"Good-by, Mrs. Ginsburg. Ach, that's right—I forgot; Birdie, write down Maggie's address for Mrs. Ginsburg. You try her once. She brings home the clothes so white it's a pleasure to put them away. Tell her I recommended her. I wish you could see Birdie's shirt-waists come home from the wash—just like new!"

"I'll try her next week," said Mrs. Ginsburg, buckling her fur neckpiece.

"Give Adolph my love, Batta. Birdie, help Aunt Batta with her coat. Come over some evening soon. Good-by, ladies! Come again. Good-by! Be careful of that step there, Mrs. Gump. Good-by!"

Mrs. Katzenstein clicked the door softly shut and turned to her daughter. There were high red spots on her cheeks.

"Well," she sighed, "I'm glad that's over."
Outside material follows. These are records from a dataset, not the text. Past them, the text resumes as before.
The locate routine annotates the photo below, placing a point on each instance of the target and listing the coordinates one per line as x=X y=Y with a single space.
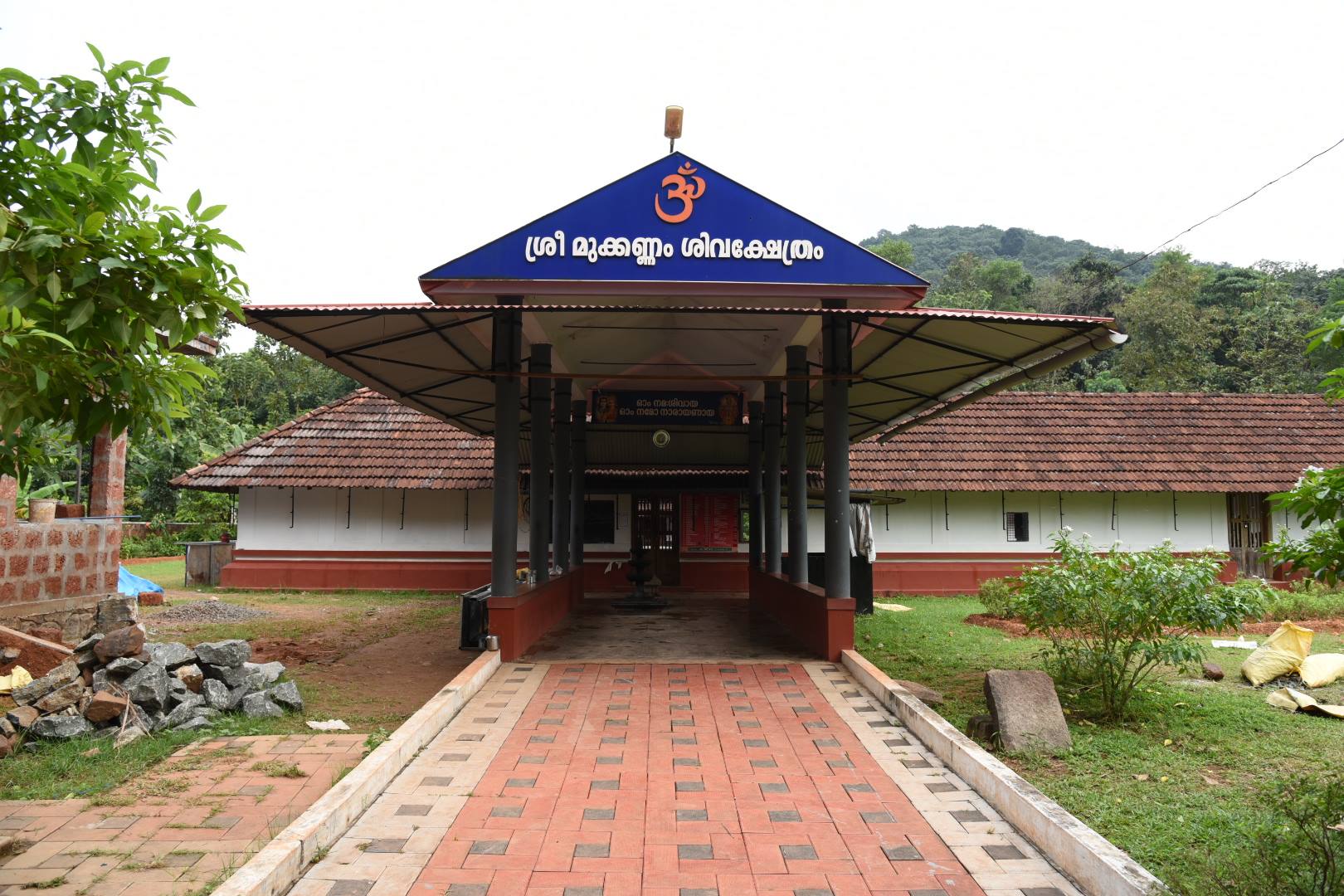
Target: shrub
x=1307 y=599
x=997 y=594
x=1296 y=848
x=1114 y=617
x=156 y=544
x=1317 y=501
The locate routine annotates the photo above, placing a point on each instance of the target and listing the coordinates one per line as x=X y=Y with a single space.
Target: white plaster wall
x=461 y=520
x=972 y=522
x=373 y=520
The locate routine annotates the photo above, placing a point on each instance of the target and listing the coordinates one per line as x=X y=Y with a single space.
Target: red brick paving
x=667 y=778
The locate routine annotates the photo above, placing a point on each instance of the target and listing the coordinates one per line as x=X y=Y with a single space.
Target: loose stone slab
x=1025 y=711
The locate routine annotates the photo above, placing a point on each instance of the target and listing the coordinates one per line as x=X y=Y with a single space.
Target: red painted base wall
x=519 y=621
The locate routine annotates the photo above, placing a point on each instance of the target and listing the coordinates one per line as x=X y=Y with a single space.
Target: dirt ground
x=370 y=659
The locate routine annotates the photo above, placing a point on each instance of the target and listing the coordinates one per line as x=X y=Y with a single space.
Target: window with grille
x=1015 y=523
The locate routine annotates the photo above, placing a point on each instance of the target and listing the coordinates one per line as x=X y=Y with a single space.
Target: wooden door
x=1246 y=527
x=657 y=533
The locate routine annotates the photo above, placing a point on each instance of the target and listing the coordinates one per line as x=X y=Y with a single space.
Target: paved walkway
x=178 y=828
x=590 y=779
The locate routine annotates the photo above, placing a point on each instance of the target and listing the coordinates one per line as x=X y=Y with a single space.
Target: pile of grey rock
x=117 y=685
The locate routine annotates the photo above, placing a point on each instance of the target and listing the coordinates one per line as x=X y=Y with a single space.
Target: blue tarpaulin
x=132 y=585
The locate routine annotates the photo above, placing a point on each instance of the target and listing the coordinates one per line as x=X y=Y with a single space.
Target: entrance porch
x=611 y=338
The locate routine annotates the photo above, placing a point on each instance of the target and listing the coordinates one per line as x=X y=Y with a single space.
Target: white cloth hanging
x=860 y=531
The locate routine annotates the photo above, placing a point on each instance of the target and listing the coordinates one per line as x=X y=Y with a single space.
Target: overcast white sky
x=358 y=145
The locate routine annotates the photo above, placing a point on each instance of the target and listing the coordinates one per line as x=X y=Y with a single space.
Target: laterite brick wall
x=56 y=572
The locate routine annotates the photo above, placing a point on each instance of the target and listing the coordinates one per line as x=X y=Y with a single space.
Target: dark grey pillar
x=578 y=462
x=835 y=399
x=756 y=411
x=797 y=462
x=505 y=362
x=771 y=489
x=561 y=485
x=539 y=411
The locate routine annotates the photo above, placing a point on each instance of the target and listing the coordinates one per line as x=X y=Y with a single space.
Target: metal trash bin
x=476 y=618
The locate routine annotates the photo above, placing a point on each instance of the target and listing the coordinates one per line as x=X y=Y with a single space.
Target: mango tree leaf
x=81 y=314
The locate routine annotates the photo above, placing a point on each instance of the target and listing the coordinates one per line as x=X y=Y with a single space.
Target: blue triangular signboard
x=675 y=221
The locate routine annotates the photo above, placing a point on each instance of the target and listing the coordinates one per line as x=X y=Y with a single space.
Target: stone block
x=63 y=696
x=225 y=653
x=149 y=687
x=105 y=707
x=925 y=694
x=286 y=694
x=38 y=688
x=190 y=676
x=171 y=655
x=127 y=641
x=216 y=694
x=1025 y=711
x=117 y=611
x=22 y=718
x=61 y=727
x=258 y=705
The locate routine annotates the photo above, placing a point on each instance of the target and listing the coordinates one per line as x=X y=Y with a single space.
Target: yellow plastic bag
x=1322 y=670
x=17 y=677
x=1280 y=655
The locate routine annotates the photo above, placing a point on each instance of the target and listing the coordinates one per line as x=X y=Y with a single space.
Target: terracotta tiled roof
x=1016 y=441
x=1103 y=442
x=363 y=441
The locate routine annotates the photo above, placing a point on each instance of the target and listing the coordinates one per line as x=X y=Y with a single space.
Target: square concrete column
x=539 y=505
x=836 y=363
x=505 y=363
x=797 y=462
x=561 y=483
x=756 y=426
x=108 y=480
x=771 y=489
x=578 y=461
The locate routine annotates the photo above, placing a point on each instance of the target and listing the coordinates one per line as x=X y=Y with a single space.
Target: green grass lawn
x=164 y=572
x=1205 y=747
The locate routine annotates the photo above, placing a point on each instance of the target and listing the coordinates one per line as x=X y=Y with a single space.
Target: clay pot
x=42 y=509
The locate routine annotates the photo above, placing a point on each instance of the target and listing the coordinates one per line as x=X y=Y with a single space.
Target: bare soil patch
x=1008 y=626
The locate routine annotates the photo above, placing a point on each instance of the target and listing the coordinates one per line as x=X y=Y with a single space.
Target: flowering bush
x=1114 y=617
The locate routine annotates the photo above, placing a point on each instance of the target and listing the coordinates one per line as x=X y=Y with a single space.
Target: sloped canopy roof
x=1015 y=441
x=436 y=359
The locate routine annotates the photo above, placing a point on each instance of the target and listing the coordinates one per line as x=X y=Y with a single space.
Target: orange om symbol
x=680 y=188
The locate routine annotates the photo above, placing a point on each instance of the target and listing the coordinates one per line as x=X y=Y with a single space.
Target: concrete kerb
x=1093 y=861
x=280 y=863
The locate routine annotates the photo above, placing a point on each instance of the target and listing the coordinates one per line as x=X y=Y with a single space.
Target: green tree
x=100 y=282
x=1114 y=617
x=897 y=251
x=1171 y=344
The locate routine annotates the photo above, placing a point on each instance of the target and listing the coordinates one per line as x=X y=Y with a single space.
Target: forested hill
x=934 y=247
x=1192 y=325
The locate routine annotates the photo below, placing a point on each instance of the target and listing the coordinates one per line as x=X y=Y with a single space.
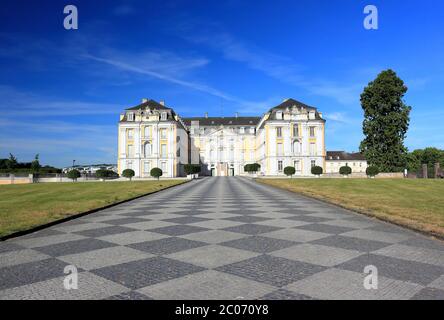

"Me, too; and I'm sorry enough that Mrs. Gump didn't win those salt-cellars."

"Such a grand woman as she is—plain and unassuming! He left her real comfortable, too—not much, but enough for herself. But, to look at her in that plain black dress, you wouldn't think that she had a son that might be made manager of the Loeb factory, would you?"

"It is so," agreed Birdie, nibbling from a half-emptied candy-dish on one of the tables; "and that's just the way with Marcus last night—it was only accident that he let out that him and Louis Epstein might have an automobile."

"Plain and unassuming people!" Mrs. Katzenstein exclaimed.

"I says to him when we were in the taxi, I says: 'Automobile-riding sure is grand!' Then he says: 'If something I'm hoping for happens in a couple of days, me and Louis Epstein are going to buy one of those five-hundred-dollar roadsters together. Then we can have a swell time together, Birdie!' Just like that he said it."